Big data and history
Yesterday at Biblithèque Nationale de France, I took part in a panel discussion on longue durée in history, organised by the Revue Annales – Histoire et Sciences Sociales. Of course I am not a historian, and I wouldn’t be able to tell whether one interpretation of longue durée is better than another. But historians are now raising questions that are common to the social sciences and humanities more generally: how to benefit from big data and how to re-think the political engagement of the researcher. So I was there to talk about big data and how they change not just research practices and methods, but also researchers’ position relative to power, politics, and industry. This questions cross disciplinary boundaries, and all may benefit from dialogue.
What ignited the historians’ debate was an attempt by two leading scholars, David Armitage and Jo Guldi, to restore history’s place as a critical social science, based on (among other things) increased availability of large amounts of historical data and the digital tools necessary to analyze them. Before their article in Annales, they published a full book in open access, the History Manifesto, where they develop their argument in more detail. Their writing is deliberately provocative, and indeed triggered strong (and sometimes very negative) reactions. Yet the sheer fact that so many people took the trouble to reply, proves that they stroke a chord.
What do they say about big data? They highlight the opportunity of accessing large and rich archives and to expand research beyond any previous limitations. Their enthusiasm may seem excessive but it is entirely understandable insofar as their goal is to shake up their colleagues. My approach was to take their suggestion seriously and ask: what opportunities and challenges do data bring about? How would they affect research, especially for historians?
My first answer to these questions is that in itself, today’s hype around data offers an opportunity to enhance the role of historians in society. They are best placed to remind us that even though common discourse often presents data as a specificity of today’s digitisation, scientists and policy-makers have always used (some) data to draw conclusions on important social issues, and to inform decisions. Since antiquity, governments used census to understand and control population movements, and to plan policy actions. Statistics as a discipline arose in the seventeenth century to guide states (whence its name), and gained ground through its progressive integration into the scientific method. The long run is the relevant perspective to understand the place of data in society: the specificities of today need to be compared and contrasted with this rich history.

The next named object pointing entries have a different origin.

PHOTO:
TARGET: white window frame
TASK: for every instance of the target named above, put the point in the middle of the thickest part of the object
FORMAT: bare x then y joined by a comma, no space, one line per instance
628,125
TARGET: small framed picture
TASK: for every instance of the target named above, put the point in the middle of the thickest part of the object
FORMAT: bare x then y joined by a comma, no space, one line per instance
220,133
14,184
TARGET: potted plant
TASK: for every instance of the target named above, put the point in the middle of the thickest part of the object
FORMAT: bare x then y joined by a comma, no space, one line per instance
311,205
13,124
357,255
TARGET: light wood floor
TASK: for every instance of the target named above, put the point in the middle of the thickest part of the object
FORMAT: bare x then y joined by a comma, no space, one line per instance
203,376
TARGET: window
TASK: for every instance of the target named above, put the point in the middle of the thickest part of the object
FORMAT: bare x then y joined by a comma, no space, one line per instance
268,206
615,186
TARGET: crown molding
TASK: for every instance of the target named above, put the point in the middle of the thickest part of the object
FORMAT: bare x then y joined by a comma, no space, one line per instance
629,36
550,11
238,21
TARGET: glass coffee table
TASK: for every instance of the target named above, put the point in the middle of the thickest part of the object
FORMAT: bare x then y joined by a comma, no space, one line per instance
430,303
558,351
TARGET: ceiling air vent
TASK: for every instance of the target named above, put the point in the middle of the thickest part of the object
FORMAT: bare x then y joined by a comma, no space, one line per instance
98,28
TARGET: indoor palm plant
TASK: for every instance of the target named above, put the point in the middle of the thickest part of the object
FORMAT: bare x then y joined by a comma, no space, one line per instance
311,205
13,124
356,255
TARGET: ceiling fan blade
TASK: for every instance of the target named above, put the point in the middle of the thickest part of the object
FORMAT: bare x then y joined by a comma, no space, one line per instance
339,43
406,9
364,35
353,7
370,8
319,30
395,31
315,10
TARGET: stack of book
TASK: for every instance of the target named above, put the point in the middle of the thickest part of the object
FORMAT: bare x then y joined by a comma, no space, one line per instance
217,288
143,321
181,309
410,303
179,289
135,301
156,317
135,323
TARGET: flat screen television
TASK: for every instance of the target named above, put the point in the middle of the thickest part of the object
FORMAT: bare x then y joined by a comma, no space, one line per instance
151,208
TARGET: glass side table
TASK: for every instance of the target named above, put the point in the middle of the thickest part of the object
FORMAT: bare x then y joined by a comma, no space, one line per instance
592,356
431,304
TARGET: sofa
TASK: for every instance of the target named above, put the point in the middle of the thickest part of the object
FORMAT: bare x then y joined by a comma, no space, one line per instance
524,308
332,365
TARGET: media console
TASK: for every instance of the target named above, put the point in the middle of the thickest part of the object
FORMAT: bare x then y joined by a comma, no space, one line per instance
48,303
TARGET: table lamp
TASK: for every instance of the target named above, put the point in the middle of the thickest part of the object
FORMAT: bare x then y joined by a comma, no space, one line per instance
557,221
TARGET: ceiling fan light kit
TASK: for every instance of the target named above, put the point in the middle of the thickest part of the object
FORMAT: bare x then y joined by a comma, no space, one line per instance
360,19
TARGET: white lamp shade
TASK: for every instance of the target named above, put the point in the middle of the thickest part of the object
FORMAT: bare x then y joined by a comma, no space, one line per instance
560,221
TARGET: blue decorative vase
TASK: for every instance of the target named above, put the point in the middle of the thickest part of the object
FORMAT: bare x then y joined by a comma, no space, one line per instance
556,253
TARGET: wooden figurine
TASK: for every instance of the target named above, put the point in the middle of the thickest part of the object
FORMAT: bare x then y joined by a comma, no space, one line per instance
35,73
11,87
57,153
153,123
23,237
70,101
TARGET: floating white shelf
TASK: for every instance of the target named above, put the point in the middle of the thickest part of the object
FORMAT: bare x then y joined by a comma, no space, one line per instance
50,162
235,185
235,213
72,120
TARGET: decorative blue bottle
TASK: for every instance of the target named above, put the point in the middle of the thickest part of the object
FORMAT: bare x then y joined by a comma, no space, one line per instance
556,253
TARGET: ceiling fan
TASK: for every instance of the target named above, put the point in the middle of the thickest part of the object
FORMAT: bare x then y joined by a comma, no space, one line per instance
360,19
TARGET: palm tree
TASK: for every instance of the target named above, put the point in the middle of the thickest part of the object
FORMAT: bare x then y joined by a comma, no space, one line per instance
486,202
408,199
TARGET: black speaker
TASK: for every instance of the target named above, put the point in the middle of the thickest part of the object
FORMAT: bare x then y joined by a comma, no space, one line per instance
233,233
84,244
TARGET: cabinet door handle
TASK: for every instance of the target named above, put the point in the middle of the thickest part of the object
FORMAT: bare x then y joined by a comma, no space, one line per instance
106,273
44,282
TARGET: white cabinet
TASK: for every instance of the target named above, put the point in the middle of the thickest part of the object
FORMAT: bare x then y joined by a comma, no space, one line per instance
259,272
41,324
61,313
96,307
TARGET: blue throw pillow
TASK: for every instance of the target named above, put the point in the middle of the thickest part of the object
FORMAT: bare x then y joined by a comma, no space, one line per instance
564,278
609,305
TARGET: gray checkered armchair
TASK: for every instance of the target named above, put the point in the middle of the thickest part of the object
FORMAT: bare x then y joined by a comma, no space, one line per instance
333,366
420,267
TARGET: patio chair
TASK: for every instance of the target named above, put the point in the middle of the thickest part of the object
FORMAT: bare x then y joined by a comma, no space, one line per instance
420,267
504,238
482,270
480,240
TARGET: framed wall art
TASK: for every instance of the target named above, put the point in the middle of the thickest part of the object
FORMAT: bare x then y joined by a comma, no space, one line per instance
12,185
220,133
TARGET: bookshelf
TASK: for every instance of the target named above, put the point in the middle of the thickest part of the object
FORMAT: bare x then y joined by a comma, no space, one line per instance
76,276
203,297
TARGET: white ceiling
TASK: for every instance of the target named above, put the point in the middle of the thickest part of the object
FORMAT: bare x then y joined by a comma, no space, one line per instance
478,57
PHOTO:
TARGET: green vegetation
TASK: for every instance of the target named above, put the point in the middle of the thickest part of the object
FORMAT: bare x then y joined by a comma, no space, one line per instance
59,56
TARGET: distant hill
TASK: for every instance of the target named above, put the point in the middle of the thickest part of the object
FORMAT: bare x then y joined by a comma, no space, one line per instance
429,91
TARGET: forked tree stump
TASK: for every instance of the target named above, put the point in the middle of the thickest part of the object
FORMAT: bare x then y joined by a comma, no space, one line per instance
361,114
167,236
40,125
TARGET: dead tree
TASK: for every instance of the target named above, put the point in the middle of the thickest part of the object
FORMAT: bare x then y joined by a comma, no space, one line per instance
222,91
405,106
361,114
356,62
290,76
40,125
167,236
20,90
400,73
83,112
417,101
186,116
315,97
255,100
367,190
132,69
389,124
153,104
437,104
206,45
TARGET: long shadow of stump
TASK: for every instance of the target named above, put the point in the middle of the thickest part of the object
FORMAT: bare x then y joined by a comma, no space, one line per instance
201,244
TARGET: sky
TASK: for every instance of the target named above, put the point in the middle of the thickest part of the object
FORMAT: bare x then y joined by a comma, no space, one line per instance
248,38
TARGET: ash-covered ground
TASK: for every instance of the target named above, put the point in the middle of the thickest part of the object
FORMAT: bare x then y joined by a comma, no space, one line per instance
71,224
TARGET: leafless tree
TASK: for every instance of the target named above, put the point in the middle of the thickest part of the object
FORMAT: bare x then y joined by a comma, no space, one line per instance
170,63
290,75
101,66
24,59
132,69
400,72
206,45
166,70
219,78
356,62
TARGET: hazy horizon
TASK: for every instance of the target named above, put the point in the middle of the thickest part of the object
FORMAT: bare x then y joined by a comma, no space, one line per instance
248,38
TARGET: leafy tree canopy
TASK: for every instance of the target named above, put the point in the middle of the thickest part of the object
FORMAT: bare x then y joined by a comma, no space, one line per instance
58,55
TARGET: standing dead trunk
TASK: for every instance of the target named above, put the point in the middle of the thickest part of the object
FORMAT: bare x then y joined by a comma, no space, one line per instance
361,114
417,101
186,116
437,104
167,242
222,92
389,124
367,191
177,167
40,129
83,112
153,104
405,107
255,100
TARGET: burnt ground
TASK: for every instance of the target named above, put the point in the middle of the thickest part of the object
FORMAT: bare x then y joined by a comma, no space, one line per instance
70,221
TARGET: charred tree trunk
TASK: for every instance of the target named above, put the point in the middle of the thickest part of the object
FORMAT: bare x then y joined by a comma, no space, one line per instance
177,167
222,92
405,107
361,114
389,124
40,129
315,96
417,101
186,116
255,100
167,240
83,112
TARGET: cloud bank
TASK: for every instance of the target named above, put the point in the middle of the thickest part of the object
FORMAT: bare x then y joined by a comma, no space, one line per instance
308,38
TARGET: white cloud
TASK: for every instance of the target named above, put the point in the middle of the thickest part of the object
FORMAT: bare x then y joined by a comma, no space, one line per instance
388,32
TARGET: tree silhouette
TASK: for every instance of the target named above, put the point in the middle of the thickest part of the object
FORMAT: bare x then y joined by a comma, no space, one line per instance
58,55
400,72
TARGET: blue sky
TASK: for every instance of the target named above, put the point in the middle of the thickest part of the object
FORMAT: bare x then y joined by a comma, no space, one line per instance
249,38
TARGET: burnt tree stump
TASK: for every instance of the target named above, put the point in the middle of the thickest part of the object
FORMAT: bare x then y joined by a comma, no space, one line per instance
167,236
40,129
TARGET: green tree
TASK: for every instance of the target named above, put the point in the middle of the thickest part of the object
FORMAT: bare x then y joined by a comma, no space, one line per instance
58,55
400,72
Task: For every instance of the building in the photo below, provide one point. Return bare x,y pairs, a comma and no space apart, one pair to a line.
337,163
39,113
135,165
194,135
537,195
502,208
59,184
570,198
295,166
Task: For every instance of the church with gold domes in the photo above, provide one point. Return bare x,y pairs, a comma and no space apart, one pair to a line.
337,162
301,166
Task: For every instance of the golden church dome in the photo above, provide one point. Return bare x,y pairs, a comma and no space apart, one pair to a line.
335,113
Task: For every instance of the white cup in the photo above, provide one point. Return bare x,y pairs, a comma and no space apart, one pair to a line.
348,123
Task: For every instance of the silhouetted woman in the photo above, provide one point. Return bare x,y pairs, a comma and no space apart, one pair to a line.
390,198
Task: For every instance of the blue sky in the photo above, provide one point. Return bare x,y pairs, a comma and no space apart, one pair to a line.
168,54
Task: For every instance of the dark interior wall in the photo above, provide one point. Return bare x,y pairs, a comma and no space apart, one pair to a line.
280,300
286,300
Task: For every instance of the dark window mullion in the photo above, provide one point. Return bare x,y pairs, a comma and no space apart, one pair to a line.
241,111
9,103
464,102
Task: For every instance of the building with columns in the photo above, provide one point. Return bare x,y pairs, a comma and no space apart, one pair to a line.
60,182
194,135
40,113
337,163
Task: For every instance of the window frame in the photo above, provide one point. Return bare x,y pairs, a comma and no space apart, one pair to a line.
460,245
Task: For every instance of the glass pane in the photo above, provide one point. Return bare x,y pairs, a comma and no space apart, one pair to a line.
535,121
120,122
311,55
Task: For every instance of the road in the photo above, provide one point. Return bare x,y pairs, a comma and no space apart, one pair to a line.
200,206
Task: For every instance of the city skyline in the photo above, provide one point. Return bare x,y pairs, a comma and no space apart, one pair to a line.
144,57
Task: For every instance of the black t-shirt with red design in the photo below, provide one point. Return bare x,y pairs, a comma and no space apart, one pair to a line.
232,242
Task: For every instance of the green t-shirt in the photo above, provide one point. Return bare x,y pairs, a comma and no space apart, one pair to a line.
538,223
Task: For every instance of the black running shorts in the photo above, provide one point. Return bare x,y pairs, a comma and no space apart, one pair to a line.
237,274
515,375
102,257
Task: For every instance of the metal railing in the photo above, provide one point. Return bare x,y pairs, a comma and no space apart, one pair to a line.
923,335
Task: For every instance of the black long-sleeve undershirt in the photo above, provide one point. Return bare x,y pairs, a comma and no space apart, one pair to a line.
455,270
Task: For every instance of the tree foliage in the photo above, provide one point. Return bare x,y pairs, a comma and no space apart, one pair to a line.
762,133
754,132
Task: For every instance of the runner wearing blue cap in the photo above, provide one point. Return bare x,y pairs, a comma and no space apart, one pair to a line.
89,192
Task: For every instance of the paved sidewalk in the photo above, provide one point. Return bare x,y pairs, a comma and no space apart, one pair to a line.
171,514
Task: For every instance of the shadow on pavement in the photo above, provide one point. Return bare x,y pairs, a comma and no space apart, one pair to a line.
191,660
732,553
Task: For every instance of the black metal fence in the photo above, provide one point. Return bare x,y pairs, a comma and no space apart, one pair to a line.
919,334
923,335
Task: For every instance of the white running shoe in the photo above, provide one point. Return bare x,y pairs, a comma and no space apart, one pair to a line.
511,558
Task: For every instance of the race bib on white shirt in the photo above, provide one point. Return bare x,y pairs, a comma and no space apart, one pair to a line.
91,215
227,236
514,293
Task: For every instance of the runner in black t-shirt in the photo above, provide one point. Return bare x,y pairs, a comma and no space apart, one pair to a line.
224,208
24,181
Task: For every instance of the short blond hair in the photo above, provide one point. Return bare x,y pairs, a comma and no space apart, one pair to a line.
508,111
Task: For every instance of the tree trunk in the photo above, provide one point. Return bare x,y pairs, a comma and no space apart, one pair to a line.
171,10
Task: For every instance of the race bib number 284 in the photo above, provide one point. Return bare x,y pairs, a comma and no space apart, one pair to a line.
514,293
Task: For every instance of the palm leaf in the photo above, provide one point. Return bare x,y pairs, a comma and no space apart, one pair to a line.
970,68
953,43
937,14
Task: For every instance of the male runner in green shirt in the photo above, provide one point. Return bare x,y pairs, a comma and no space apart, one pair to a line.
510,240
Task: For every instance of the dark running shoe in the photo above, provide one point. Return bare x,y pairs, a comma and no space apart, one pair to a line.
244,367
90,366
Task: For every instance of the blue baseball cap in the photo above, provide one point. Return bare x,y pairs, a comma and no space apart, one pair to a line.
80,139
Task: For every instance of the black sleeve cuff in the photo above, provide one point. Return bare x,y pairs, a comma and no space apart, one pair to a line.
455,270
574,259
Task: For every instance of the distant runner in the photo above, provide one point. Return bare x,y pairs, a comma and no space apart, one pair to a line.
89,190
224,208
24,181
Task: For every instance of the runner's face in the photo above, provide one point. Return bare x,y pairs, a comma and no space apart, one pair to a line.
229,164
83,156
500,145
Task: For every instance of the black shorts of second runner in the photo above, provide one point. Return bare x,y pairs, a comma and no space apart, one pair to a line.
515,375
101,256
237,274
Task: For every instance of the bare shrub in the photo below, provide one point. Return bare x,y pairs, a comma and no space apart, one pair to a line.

This is not to deny that today’s big data bring about specific challenges, and in this sense they differ from (to take the same example) census. Some of these challenges are methodological, and will directly affect the work of the historian who wants to use them. First, “big” does not mean “exhaustive”, and most “big” datasets consist of biased samples with (potentially many) missings. This is because they rarely result from a deliberate attempt to collect data for scientific purposes, so that there is no effort to ensure (for example) statistical representativeness. Another alleged advantage of big data is their high resolution: in some cases, there are observations every second or even fraction of a second. This might seem well-suited to the needs of historians (or anyone interested in the temporal dimension of phenomena), but in fact, the ensuing high dispersion and volatility often require, ironically, to reduce the data to a more aggregate, less detailed level. Most importantly for historians, long-term comparisons may be problematic to the extent that there is rarely any methodical planning of data collection exercises, the technical devices in use evolve over time, and preservation of older formats is not systematically ensured. These (and other) obstacles are not insurmountable, but they have to be taken into account, and solutions must be devised.
Beyond methods, other challenges involve the independence of the researcher and the relationship to economic and political power. Big data are often the private property of companies, for which they constitute key competitive resources, in ways that discourage their release to outside users, including researchers. Tools such as Google Books and Ngram Viewer seem to be popular among historians (or at least, they are pointed to by Armitage and Guldi): but what if Google decides, one day, to discontinue the service? Or even just to keep secret the gaps in their corpus, or the limitations of their text-searching algorithms? After all, Google is a private business that has every right to make decisions for its own interest – which may or may not be aligned with the interests of public research. Another source of potential misalignment is the involvement of political or military power. Data are of obvious (and growing) interest to intelligence services, as the Snowden scandals of two years ago abundantly proved; these actors have resources that may heavily influence the production, release, use or analysis of data. Again, the production of public knowledge is not their priority. This is not to say that nothing can be done, or that social scientists and historians should stay away from any risk associated to big data; but that they need a profound reflection on their place in the polity, their relationship to power and their stance towards economic interests.
Finally, what material conditions should be in place for researchers in the social sciences and humanities (and more specifically, in history) to engage with big data? The problem is that few of them have been trained in data analysis, statistics and computing. On the one hand, teaching programmes will have to change, to equip future researchers with the tools they will need. On the other hand, today’s researchers may benefit from collaborations across disciplines – so that what the historian cannot do, will be done by a co-author from computer science, and vice versa. Unfortunately, few scientific institutions actually reward trans-disciplinarity in terms of recognition and career progression, even though they all pay lip service to it; and in many areas of the humanities and social sciences, co-authorship is still frowned upon. Removing these barriers is essential to tap into the potential of big data.